I have the question:
In the triangle $\triangle ABC$, $AC=BC$, $AH$ is the height, $\tan(\angle BAC) = \frac{24}{7}$. Find the length $AB$.
1.I found, that $\cos(\angle BAC) = \frac{7x}{25x}$.
2.Also, I find that $\cos(\angle BAC) = \cos(\angle ABC)$. $\cos(\angle ABC) = \frac{HB}{AB}$. Hence, $\frac{7x}{25x} = \frac{HB}{AB}$. Hence, $AB=25x$.
3.But, if I try to find this with $\tan(\angle BAC)$, I need to draw the height $CK$. Then, I know, $\tan(\angle BAC) = \frac{CK}{AK}$. Hence, $\frac{24x}{7x} = \frac{CK}{AK}$, so $AK=7x$. Hence $AB=AK \cdot 2$. $AB=14x$.
Why did I get this answer? Where is my mistake?
Consider the diagram below:
We are given $\overline{AH}$ is an altitude of $\triangle ABC$, $AC = BC$, and $\tan\angle BAC = 24/7$.

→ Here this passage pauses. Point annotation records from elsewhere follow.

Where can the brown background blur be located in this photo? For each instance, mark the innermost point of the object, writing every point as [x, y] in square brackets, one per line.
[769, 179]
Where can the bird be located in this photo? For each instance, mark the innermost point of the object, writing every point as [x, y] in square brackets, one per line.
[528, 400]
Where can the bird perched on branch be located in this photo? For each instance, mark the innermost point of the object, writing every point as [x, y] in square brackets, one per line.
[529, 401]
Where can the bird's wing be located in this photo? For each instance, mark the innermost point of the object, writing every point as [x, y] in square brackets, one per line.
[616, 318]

Since $\overline{AC} \cong \overline{BC}$, $\angle BAC \cong \angle ABC$ by the Isosceles Triangle Theorem. Hence, $$\tan\angle BAC = \tan\angle ABC = \frac{AH}{BH} = \frac{24}{7}$$ If we let $BH = 7x$, as you did, then $AH = 24x$. By the Pythagorean Theorem, \begin{align*} AB^2 & = AH^2 + BH^2\\ & = (24x)^2 + (7x)^2\\ & = 576x^2 + 49x^2\\ & = 625x^2 \end{align*} Since $x > 0$, taking the square root of each side of the equation yields $$AB = 25x$$ Hence, $$\frac{AB}{AH} = \frac{25x}{24x} = \frac{25}{24} \implies AB = \frac{25}{24}AH$$ from which you could determine the length of $AB$ if you knew $AH$.
What did you do wrong?
In your first calculation, you let $BH = 7x$ and $AB = 25x$, which implies that $AH = 24x$.

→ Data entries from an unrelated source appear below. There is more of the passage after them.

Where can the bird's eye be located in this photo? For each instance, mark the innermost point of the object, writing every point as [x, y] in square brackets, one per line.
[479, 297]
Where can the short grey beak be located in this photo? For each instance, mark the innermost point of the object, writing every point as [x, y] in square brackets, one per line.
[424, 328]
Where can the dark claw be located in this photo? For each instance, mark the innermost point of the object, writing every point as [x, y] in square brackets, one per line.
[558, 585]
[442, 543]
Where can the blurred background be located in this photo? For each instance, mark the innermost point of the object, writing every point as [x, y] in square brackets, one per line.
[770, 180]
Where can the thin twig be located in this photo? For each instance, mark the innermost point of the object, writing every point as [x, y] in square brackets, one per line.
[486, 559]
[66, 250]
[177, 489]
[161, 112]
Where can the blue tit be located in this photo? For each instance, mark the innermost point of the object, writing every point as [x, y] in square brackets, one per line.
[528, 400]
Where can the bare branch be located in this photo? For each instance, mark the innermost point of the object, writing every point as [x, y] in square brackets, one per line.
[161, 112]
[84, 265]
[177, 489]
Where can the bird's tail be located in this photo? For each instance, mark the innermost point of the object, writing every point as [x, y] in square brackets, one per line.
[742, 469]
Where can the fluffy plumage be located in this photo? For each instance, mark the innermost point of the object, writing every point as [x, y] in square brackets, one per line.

In your second calculation, you let $AK = 7x$ and $CK = 24x$. You should have used a different variable such as $y$ rather than $x$ since you have not proved that $AK = BH$ or that $AH = CK$. The scale drawing below illustrates why you should have set $AK = 7y$ and $CK = 24y$. In fact, if $AB = 25x$, then $AK = \frac{AB}{2} = \frac{25x}{2}$ and $CK = \frac{24}{7} \cdot AK = \frac{600x}{14} = \frac{300x}{7}$.